Zookeeper to MongoDB transition

Tue Jun 12 23:15:30 UTC 2012

Excerpts from Aram Hăvărneanu's message of 2012-06-12 10:36:13 -0700:
> Hello team,
> 
> One of our goals is to replace Zookeeper. We want to use MongoDB to
> store charms, so the idea of using MongoDB for the things we'd normally
> use Zookeeper falls naturally. We would not introduce an alternative
> dependency and storing all state inside a single software container might
> provide some potential useful tighter coupling between pieces of data.

This comes as a *shock* to me, and I think is the first time anyone has
spoken of getting rid of Zookeeper publicly. I had heard rumblings and
rumors, but never any actual "Our goal is to replace Zookeeper". I guess
the "Our" was a group that didn't talk much in public forums.

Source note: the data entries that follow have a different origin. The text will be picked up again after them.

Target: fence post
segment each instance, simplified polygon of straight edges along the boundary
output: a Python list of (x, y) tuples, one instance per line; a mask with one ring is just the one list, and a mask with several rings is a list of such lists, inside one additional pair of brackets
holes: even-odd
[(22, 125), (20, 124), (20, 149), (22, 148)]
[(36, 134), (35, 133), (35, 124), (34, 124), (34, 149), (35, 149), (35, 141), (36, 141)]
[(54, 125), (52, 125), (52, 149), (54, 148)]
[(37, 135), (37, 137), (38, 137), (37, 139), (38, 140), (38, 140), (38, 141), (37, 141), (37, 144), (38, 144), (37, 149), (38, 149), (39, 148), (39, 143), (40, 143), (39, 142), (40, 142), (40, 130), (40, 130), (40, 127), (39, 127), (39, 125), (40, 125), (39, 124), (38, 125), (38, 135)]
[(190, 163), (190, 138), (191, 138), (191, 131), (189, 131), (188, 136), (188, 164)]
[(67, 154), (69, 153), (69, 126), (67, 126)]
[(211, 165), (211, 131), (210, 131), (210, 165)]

Was there any public discussion about the reasons to get rid of Zookeeper,
and/or the reasons to choose MongoDB?

> 
> The initial idea was to implement a drop-in package that implemented
> the Zookeeper API on top of MongoDB, switch everything to it, and after
> things have stabilized start trimming unneeded features and Zookeeper
> idiosyncrasies, which are a lot. We have not abandoned this plan, but
> we are exploring alternatives.
> 

Count me as a -1 for this plan. You go from having a complex but well
known API (ZK) used to manage a complex data set, to having a skeleton
implementation of said API (pretend-ZK) to manage a complex database
(MongoDB) to manage a complex data set.

The whole point would be to *REMOVE* complexity would it not? Oh wait, I
think you're about to make that point. :)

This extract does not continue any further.